Fakt ist: Sachsen-Anhalt ist im Ländervergleich immer noch ein touristischer Zwerg. Mit gut acht Millionen Übernachtungen rangiert das Land an drittletzter Stelle. Trotz Harz, Luther und Bauhaus. Fakt ist auch: Sachsen-Anhalt hatte viele Jahre lang eine eigene Tourismus-Agentur: Die Landesmarketinggesellschaft entwickelte erfolgreich Marken wie „Straße der Romanik“, „Blaues Band“ oder „Gartenträume“. Vor gut zehn Jahren – das Geld war knapp – legte die Regierung unter Wolfgang Böhmer (CDU) die Tourismuswerbung und die Investorenakquise zusammen. Unter dem Dach der neuen Gesellschaft IMG. Die CDU hat diese IMG schon seit längerem auf dem Kieker. Bezeichnet sie gern als „Gemischtwarenladen ohne klares Profil“. Der Tourismus sei fünftes Rad am Wagen und gehöre wieder in eine eigene Gesellschaft. Die wiederum soll eng an den Landes-Tourismusverband angedockt werden. Verbands-Vorsitzender ist: Lars Jörn Zimmer. Die IMG wiederum ist unter den Fittichen des SPD-Ministers Willingmann. Seit Monaten gibt es ein Gezerre um Einfluss und Landesmittel.
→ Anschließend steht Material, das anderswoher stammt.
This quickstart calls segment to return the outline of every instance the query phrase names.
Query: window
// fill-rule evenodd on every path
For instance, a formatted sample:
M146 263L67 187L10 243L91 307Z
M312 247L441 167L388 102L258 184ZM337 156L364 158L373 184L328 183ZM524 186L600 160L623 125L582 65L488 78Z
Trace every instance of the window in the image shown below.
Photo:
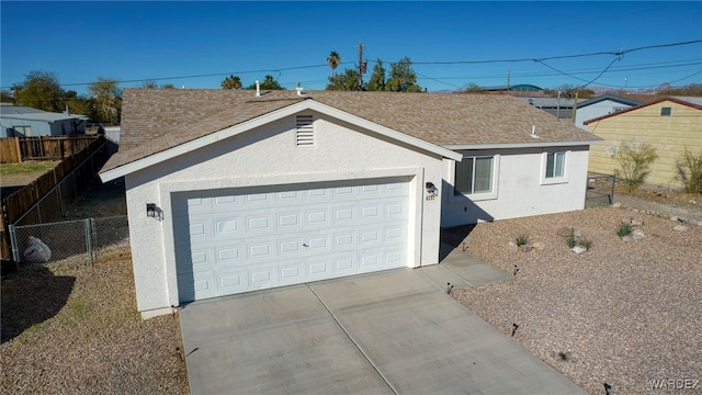
M491 193L494 157L468 157L456 162L454 195Z
M546 154L546 178L559 178L565 176L566 153Z
M315 127L312 115L297 115L295 121L297 146L314 146Z

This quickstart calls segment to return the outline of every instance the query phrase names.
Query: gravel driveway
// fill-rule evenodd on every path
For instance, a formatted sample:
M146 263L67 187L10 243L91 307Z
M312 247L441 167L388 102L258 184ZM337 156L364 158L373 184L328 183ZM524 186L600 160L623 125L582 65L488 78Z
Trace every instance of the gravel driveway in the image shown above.
M645 238L624 242L618 225L632 218ZM602 207L446 230L468 253L518 270L453 295L505 334L517 324L516 341L589 393L605 384L611 394L657 393L654 380L702 393L702 226L673 230L679 224ZM559 227L581 229L590 250L571 252ZM520 235L545 249L508 248Z

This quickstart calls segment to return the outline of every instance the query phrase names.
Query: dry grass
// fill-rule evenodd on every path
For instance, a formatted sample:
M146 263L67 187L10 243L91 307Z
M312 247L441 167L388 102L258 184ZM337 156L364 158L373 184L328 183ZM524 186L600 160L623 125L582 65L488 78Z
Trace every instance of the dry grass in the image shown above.
M646 238L623 242L618 225L632 217ZM649 380L699 380L702 226L678 233L677 224L609 207L479 224L465 238L468 253L518 268L517 278L453 294L506 335L519 325L516 341L591 394L604 383L641 394ZM562 226L582 229L591 249L573 253ZM546 249L510 251L520 234Z
M0 392L186 394L178 315L141 320L128 245L2 281Z

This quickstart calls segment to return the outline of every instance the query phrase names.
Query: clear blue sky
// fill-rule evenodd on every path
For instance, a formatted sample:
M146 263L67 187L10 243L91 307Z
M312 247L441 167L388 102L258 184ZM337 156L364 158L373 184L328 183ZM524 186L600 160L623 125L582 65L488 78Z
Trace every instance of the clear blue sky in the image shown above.
M99 77L120 87L219 88L272 75L324 89L331 50L337 71L408 56L429 91L531 83L652 88L702 82L702 2L35 2L1 1L0 86L32 70L55 72L83 93ZM616 53L645 46L679 46ZM471 64L469 61L480 61ZM482 63L485 61L485 63ZM609 68L608 68L609 67ZM204 77L203 77L204 76Z

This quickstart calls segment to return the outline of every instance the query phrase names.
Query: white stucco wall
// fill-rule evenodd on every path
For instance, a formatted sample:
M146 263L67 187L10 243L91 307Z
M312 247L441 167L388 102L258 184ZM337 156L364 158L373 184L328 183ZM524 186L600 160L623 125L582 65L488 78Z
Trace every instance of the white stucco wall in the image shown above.
M567 151L566 177L544 180L546 151ZM587 189L588 147L462 151L464 157L498 155L497 179L489 195L454 195L453 183L444 183L442 227L478 222L582 210ZM453 180L454 165L445 161L446 180Z
M582 109L578 109L575 114L575 125L587 131L588 126L584 125L585 122L612 114L614 113L614 110L619 108L631 109L631 105L612 100L602 100L588 106L584 106Z
M125 177L137 307L143 317L168 313L179 303L170 215L176 192L409 177L408 266L438 263L441 196L426 200L424 184L442 184L442 158L319 113L305 114L315 117L314 147L296 146L295 116L290 116ZM165 218L147 217L147 203L156 203Z

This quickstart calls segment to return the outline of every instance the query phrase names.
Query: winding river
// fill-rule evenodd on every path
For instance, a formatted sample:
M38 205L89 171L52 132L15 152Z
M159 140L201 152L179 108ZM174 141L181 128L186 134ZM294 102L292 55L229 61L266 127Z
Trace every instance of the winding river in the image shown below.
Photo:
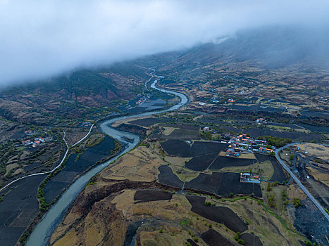
M151 78L148 81L157 77L154 75L155 70L152 69L151 72ZM118 131L114 128L110 127L110 125L118 120L133 118L137 117L143 117L147 115L151 115L155 114L159 114L164 112L173 111L178 109L188 102L187 97L179 92L168 91L163 89L156 87L156 83L158 79L156 79L152 84L151 88L159 90L162 92L168 93L170 94L175 95L180 98L180 102L168 109L158 111L147 112L140 114L128 115L123 117L118 117L114 119L106 120L99 124L99 128L101 131L104 134L108 134L118 141L125 144L125 148L116 157L111 158L107 162L100 164L96 166L89 171L86 172L83 175L80 176L62 195L58 199L56 203L55 203L49 210L44 215L42 219L40 220L39 224L35 226L32 233L30 235L26 245L27 246L37 246L37 245L46 245L48 241L54 232L57 225L61 221L65 215L65 212L68 209L70 204L74 200L74 198L80 193L83 187L86 185L88 181L95 174L101 171L104 167L108 166L112 162L117 160L121 155L126 153L134 148L139 142L140 138L139 136L125 131ZM145 83L145 84L147 84ZM128 142L126 138L133 139L132 143Z

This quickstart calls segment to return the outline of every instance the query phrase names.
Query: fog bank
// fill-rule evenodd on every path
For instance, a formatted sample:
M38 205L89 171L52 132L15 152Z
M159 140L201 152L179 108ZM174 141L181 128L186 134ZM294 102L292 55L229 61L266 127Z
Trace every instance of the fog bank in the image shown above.
M327 1L304 0L0 0L0 86L188 48L245 28L328 30L328 9Z

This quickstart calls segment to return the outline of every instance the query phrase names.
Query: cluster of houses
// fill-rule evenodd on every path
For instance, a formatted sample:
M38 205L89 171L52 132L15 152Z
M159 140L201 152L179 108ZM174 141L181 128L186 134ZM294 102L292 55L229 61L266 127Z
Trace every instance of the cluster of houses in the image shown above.
M269 153L273 149L267 148L267 142L265 140L253 139L247 134L233 136L228 142L230 143L226 150L226 156L238 157L242 153L259 152Z
M31 141L30 139L23 140L22 141L22 144L25 147L32 145L32 147L35 148L35 147L39 146L42 143L49 142L51 141L51 138L50 137L46 137L46 138L37 137L37 138L35 138L35 140L33 141Z
M259 176L249 172L240 173L240 182L261 183L261 179Z
M263 118L259 118L256 119L256 122L257 122L259 124L267 124L267 121Z
M142 96L139 99L138 99L138 101L136 102L136 105L141 105L141 104L144 103L144 102L148 103L149 101L150 101L149 95L147 95L146 96Z
M253 139L247 134L233 136L228 143L230 143L226 150L226 156L239 156L241 153L251 152L250 146Z
M82 126L82 127L91 127L91 126L92 126L92 123L88 122L82 122L82 123L81 124L81 126Z
M25 134L26 136L31 136L31 135L35 134L35 131L32 131L32 130L27 130L27 131L24 131L24 134Z

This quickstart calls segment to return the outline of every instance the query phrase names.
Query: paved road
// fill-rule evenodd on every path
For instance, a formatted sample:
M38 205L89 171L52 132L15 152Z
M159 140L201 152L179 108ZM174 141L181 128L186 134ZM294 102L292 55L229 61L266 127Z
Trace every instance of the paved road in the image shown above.
M293 172L283 162L281 158L279 157L279 152L281 150L283 150L286 148L288 148L289 146L298 144L299 143L289 143L283 147L281 147L278 148L278 150L275 150L275 157L278 160L278 161L281 164L283 167L283 168L290 174L290 176L294 179L294 180L296 181L296 183L299 186L300 188L305 193L305 194L307 195L307 196L311 199L311 200L316 205L316 206L318 207L318 209L320 210L320 212L323 214L325 218L329 221L329 214L325 212L325 210L321 207L321 205L318 202L318 201L313 197L312 195L307 190L307 189L305 188L305 186L303 186L303 184L299 181L298 178L293 174Z
M93 124L94 125L94 124ZM43 174L49 174L51 173L52 173L54 171L55 171L56 169L57 169L59 167L61 167L61 165L62 164L63 162L64 161L65 158L66 157L66 155L68 155L68 143L66 142L66 141L65 140L65 136L66 136L66 132L64 131L64 136L63 137L63 140L64 141L64 143L66 145L66 152L65 153L65 155L63 157L63 159L61 161L61 163L59 163L57 167L55 167L51 171L44 171L44 172L38 172L37 174L30 174L30 175L26 175L26 176L23 176L23 177L20 177L19 179L15 179L13 181L12 181L11 183L9 183L8 184L7 184L6 186L4 186L3 188L1 188L0 189L0 191L1 190L5 190L7 187L8 187L9 186L11 186L12 183L19 181L19 180L21 180L21 179L26 179L27 177L30 177L32 176L36 176L36 175L43 175Z

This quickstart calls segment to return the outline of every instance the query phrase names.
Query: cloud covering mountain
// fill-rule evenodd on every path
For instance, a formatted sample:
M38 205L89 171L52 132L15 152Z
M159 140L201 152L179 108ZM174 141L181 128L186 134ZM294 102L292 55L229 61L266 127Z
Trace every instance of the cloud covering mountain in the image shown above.
M245 28L328 30L328 9L318 0L0 0L0 86L188 48Z

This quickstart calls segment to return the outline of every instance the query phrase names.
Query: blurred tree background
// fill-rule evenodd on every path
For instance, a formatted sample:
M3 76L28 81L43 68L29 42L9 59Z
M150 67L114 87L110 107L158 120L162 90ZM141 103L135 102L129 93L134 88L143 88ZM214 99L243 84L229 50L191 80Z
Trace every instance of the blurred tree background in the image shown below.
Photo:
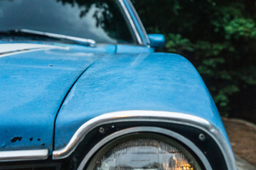
M132 0L164 52L196 67L223 116L256 122L255 0Z

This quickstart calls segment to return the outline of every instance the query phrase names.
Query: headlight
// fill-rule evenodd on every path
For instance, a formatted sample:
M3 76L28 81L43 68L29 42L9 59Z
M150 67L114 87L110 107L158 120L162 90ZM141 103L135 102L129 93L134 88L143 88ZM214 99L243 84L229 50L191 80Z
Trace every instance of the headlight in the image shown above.
M114 140L91 159L90 170L200 170L192 154L170 138L136 133Z

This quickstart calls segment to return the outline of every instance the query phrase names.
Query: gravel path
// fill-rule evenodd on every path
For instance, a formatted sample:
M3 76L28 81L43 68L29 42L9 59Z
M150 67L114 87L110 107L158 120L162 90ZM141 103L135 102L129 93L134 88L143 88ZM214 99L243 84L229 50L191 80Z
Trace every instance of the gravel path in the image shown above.
M223 118L239 170L256 170L256 125Z

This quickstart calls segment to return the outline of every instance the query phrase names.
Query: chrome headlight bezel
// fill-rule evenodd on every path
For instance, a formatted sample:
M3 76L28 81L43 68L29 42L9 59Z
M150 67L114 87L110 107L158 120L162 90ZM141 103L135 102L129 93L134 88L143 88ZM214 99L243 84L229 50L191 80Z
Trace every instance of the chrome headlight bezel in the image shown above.
M202 169L193 154L169 137L136 132L107 143L90 159L86 169Z
M171 139L176 141L176 142L180 143L180 144L184 147L187 150L189 150L189 152L191 153L191 154L193 154L194 157L196 157L196 159L197 162L198 162L198 164L200 164L200 166L202 167L202 169L205 169L205 167L207 167L207 169L209 170L213 169L204 154L197 147L197 146L196 146L191 141L190 141L185 137L169 130L156 127L143 126L123 129L122 130L112 133L107 136L105 138L102 139L100 142L95 144L85 155L78 167L78 170L88 169L88 166L89 164L91 162L92 159L100 150L100 149L107 144L107 143L111 142L111 141L118 139L122 136L125 136L127 135L135 132L156 133L160 135L170 137Z

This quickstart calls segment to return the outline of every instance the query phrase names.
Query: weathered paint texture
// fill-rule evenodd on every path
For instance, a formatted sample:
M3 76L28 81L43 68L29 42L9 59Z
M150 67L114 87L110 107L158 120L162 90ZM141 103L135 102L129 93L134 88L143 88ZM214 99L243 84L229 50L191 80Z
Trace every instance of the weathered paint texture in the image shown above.
M58 115L55 148L83 123L129 110L179 112L203 118L228 140L212 98L193 65L173 54L123 54L94 62L78 79Z

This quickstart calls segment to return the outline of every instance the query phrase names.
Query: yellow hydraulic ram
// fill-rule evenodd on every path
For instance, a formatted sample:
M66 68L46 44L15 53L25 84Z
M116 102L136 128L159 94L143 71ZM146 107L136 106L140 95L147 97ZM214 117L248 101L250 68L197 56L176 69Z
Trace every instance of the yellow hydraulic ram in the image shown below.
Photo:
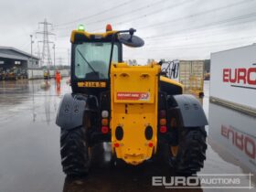
M111 68L112 147L117 158L138 165L156 152L160 66Z

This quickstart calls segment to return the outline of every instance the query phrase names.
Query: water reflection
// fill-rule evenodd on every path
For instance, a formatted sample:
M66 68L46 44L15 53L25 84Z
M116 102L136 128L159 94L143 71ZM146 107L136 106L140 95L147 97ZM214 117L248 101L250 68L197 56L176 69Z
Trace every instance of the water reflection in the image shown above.
M245 174L256 170L256 118L209 104L208 143L225 161ZM256 183L255 176L253 177Z

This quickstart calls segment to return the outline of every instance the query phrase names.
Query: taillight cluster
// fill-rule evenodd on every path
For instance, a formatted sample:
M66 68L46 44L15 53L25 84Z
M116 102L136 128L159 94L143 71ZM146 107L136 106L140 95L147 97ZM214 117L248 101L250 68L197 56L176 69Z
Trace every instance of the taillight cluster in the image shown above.
M101 133L108 133L110 131L109 128L109 112L108 111L102 111L101 112Z
M159 112L159 132L161 133L165 133L167 132L166 126L166 111L161 110Z

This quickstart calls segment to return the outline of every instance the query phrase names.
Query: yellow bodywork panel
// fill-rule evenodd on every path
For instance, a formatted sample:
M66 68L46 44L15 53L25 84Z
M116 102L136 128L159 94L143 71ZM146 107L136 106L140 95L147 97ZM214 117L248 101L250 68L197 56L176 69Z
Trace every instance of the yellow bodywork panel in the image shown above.
M129 66L112 64L111 68L112 144L117 158L138 165L156 152L157 100L160 66ZM123 137L117 140L116 127ZM151 126L153 136L145 137Z
M183 93L183 91L184 91L184 85L183 84L181 84L181 83L179 83L179 82L177 82L174 80L171 80L169 78L164 77L164 76L160 76L160 80L180 87L182 89L182 93Z

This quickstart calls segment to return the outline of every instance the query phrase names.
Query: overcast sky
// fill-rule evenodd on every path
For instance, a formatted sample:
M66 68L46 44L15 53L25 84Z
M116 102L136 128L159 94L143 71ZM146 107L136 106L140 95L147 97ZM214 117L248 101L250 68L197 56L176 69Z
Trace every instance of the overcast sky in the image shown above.
M124 48L123 58L139 62L204 59L256 43L256 0L8 0L1 1L0 16L0 46L30 52L33 34L34 54L42 49L38 22L51 23L57 64L68 64L69 35L79 24L89 32L104 31L108 23L113 29L137 29L145 45Z

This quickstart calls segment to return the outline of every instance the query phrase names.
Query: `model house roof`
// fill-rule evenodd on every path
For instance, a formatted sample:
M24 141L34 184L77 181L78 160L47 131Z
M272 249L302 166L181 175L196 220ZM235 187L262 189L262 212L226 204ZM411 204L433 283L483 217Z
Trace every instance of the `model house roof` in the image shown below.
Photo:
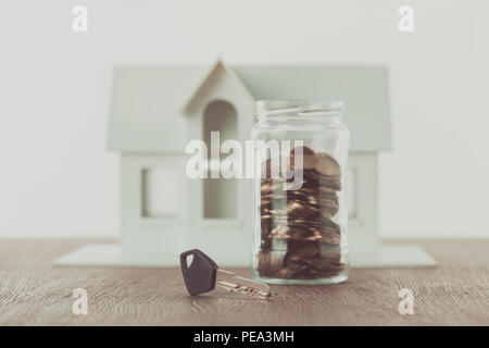
M222 64L221 62L217 63ZM210 66L116 66L108 149L121 152L183 152L185 109L215 71ZM385 66L231 65L255 100L342 100L352 151L391 148L389 84ZM250 114L250 117L254 115Z

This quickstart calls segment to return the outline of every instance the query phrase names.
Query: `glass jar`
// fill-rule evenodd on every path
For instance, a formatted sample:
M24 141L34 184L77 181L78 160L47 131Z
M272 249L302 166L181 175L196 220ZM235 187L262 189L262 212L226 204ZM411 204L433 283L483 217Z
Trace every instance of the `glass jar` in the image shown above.
M256 102L252 138L255 149L266 144L266 152L255 151L261 169L254 178L256 279L337 284L348 278L350 132L341 117L341 102ZM277 146L279 156L272 150Z

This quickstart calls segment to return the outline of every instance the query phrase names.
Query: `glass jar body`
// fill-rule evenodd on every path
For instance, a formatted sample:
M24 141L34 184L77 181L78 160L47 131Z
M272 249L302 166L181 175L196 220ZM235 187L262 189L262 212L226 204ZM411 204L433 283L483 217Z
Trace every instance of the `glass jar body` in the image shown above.
M267 151L256 156L253 276L271 284L344 282L350 133L342 108L286 101L262 102L258 110L252 138Z

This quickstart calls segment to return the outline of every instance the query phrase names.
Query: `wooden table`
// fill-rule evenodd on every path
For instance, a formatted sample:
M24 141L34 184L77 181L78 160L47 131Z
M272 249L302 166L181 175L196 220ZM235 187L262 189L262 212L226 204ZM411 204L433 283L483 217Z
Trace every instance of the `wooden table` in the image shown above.
M220 290L189 297L178 269L51 265L90 241L0 240L0 325L489 325L489 240L416 241L439 266L272 286L269 301ZM72 312L75 288L88 293L87 315ZM402 288L414 293L413 315L398 311Z

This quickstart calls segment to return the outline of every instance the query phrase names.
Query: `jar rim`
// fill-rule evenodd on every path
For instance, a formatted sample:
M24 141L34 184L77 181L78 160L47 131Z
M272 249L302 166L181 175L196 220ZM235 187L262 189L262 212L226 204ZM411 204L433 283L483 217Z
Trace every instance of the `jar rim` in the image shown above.
M259 117L294 113L300 116L341 115L343 102L326 100L258 100L255 102Z

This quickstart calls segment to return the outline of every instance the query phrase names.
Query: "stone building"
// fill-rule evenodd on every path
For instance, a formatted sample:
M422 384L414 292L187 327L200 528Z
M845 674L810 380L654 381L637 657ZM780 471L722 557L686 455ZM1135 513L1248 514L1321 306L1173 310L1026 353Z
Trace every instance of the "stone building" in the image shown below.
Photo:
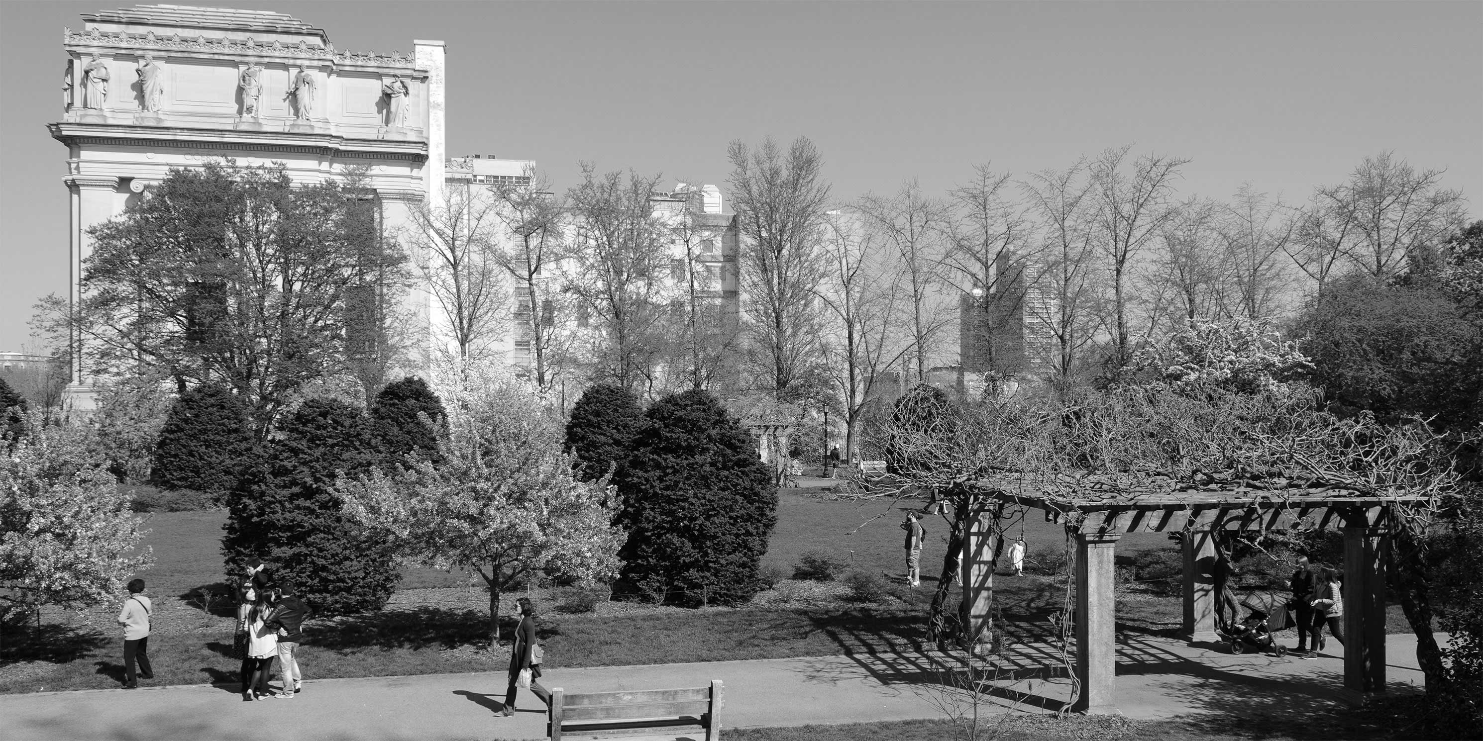
M49 124L68 153L73 305L87 230L172 167L282 162L295 181L317 182L366 166L387 231L443 185L442 41L341 50L322 28L267 10L142 4L82 18L64 31L62 111ZM408 301L427 316L426 292ZM73 357L86 408L83 353Z
M1000 255L994 274L958 299L965 391L982 393L986 376L1026 379L1050 372L1056 311L1056 296L1037 283L1034 265Z

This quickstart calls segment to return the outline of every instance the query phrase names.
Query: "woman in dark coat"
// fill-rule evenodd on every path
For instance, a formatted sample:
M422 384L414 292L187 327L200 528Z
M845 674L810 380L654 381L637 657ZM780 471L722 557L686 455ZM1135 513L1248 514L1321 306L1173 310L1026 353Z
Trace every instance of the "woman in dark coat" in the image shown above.
M535 605L525 597L516 602L521 605L521 624L515 627L515 643L510 645L510 688L504 691L504 710L500 711L506 717L515 714L516 680L525 668L531 670L531 692L541 698L547 708L552 704L552 694L535 682L541 676L541 646L535 642Z

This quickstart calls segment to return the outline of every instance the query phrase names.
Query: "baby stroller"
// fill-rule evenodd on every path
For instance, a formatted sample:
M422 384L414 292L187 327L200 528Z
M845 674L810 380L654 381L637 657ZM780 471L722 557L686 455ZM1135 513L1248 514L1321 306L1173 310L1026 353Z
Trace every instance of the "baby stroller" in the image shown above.
M1278 657L1286 657L1287 646L1272 639L1272 633L1292 627L1292 619L1287 615L1287 600L1269 591L1256 591L1247 594L1241 600L1241 606L1250 611L1246 619L1229 630L1216 631L1222 639L1231 642L1231 654L1244 654L1250 646L1258 651L1272 651Z

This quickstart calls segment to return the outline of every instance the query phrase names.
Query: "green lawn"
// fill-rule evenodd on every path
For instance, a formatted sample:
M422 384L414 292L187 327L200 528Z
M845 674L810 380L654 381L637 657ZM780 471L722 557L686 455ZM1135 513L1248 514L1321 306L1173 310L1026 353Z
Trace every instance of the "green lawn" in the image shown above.
M914 507L919 502L905 502ZM231 619L171 603L221 581L218 539L224 511L150 514L147 545L156 566L144 574L150 591L163 596L150 652L157 683L234 682L237 665L228 658ZM891 502L841 502L783 492L779 526L767 563L790 568L798 556L823 548L853 568L899 575L902 511ZM562 615L546 609L540 633L552 667L630 665L747 658L786 658L871 652L924 640L927 608L940 571L942 520L928 520L928 551L922 587L891 587L881 605L825 605L773 609L644 609L624 615ZM1013 531L1011 531L1013 532ZM1065 544L1059 526L1025 523L1031 550ZM936 553L933 553L933 544ZM1163 535L1130 536L1120 550L1161 547ZM924 565L925 565L924 563ZM479 671L498 668L503 657L480 651L488 612L479 599L439 602L411 585L446 587L463 579L433 569L409 569L397 603L378 614L311 621L304 662L314 677L360 677ZM1065 581L1044 576L1001 576L997 600L1011 631L1031 639L1048 630L1059 609ZM439 594L427 591L426 594ZM476 596L475 596L476 597ZM949 597L955 603L955 590ZM550 606L547 606L550 608ZM42 633L9 633L0 640L0 692L85 689L116 686L122 677L122 639L104 609L90 624L43 625ZM1398 609L1393 611L1398 612ZM1118 628L1172 634L1179 627L1179 600L1129 594L1118 600ZM1391 630L1409 630L1393 619Z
Einig sind sich alle Experten, dass das Land zu viel brachliegen lässt. Beispiel Gesundheitstourismus. „Da gab es seit zehn Jahren keine Angebotsbroschüren mehr“, sagt Zimmer. Auch beim Thema Bauhaus komme zu wenig. Erst im September eröffnet das Museum in Dessau – wenn das Jubiläumsjahr fast vorbei ist. Thüringen war da schneller. Inhaltlich bekommt Zimmer von der SPD durchaus recht. „Beim Thema Bauhaus war das Land viel zu lahm“, sagt Holger Hövelmann. Das Land habe viele ungenutzte Potenziale, etwa bei Radwegen. „Aber eine neue Agentur bessert die Lage nicht“, meint der Tourismuspolitiker. Ähnlich sehen das die Grünen.
Minister Willingmann kündigte an, die Gelder für die IMG im Etat 2020/21 um 1,2 Millionen Euro aufstocken zu wollen. Vor allem für die Auslandswerbung. Denn bei ausländischen Gästen gingen die Übernachtungszahlen wirklich in den Keller. 2018 waren es minus 12,5 Prozent. Der Negativtrend hält 2019 an.